The arts and sciences, generally, began to appear with considerable lustre under the pontificate of Julius the Second, Leo the Tenth, and Clement the Seventh, Painting, architecture, and sculpture, had their distinguished men, as well as the belles lettres' ; and Michael Angelo, excited by the reward of Julius, perfected his pencil, and became a great master of his art.

From this period, the progress of painting in many countries of Europe, particularly Italy, Holland, France, and England, has been of the most brilliant kind. Academies have been instituted, societies have been formed, collections have been made, and exhibitions opened, an account of which, and of the illustrious men who have contributed by their works to fill them, would require volumes.

The implements made use of in this art, are a stone and a muller to grind the colours ; an operation which is sometimes performed
with oil, and sometimes with water : hence, the distinction between painting in oil and painting, in water colours. A palette and
palette knife are also required ; the latter to take off the paint from thie stone, and the former, which is made of walnut-tree or
mahogany, is that on which the artist puts his colours for immediate use. The pencils or brushes, are made of camel's hair, badger's
hair, or hog's bristles.

The stick in the Painter's hand is about a yard long, with Cotton wool tied round the end in a piece of soft leather to prevent its scratching the picture. On this the artist rests his right hand, to keep it steady. The canvas for the intended picture is placed on
wooden frame, called an easel, which is so constructed, by means of holes and pegs, that it may be raised or lowered at pleasure.

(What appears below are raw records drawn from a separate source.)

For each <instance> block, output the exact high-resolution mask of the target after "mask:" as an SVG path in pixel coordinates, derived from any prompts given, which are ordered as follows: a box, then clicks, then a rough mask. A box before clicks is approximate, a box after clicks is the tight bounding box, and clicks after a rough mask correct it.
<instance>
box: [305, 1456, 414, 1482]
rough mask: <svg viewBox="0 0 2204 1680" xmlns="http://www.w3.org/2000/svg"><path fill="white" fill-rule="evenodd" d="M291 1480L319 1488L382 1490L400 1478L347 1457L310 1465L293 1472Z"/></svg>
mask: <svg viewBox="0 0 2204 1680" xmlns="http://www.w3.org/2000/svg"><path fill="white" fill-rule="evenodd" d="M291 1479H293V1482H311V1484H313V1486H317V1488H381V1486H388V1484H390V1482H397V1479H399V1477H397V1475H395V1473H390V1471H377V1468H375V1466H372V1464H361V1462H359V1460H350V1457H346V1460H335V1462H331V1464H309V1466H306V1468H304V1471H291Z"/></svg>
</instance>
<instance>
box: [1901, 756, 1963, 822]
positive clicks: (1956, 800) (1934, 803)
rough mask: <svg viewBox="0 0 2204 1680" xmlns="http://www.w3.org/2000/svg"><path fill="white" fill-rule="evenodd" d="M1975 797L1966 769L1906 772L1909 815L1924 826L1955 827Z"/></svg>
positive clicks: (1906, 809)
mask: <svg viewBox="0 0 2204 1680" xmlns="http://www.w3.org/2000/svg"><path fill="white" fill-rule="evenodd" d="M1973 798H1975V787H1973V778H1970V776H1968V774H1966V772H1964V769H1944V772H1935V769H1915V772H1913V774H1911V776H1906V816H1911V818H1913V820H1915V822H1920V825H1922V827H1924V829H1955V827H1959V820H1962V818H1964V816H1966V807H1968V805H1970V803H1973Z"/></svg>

The cloths prepared for receiving the colours of the Painter are usually denominated primed cloths, and in the general way are got up as a separate branch of business, ready to the Painter's hands,

It will be impossible to describe in the limits of this work the great variety of different articles used for colours in painting, but to give some idea of them we may mention that in painting landscapes, for instance, flake white, white lead, fine light ochre, brown ochre, brown pink, burnt umber, burnt ochre, ivory black, terra de Siena, Prussian blue, ultramarine, terre-verte, lake, Indian red,
Vermillion, king's yellow, &c, &c. are commonly used,

The earnings of an artist cannot be defined : he is paid according to his talents, and to the celebrity which he has acquired. Some persons will require a hundred guineas for a piece which another of inferior merit, or little known to the public, would be glad to perform for one twentieth part of the sum.

To give some idea of the present art of painting in England, according to a list inserted jn the seventh number of the Annals of the Fine Arts, there are five hundred and twenty three Painters in the different departments of the art, amongst whom, it deserves to be especially noted,, are forty three ladies!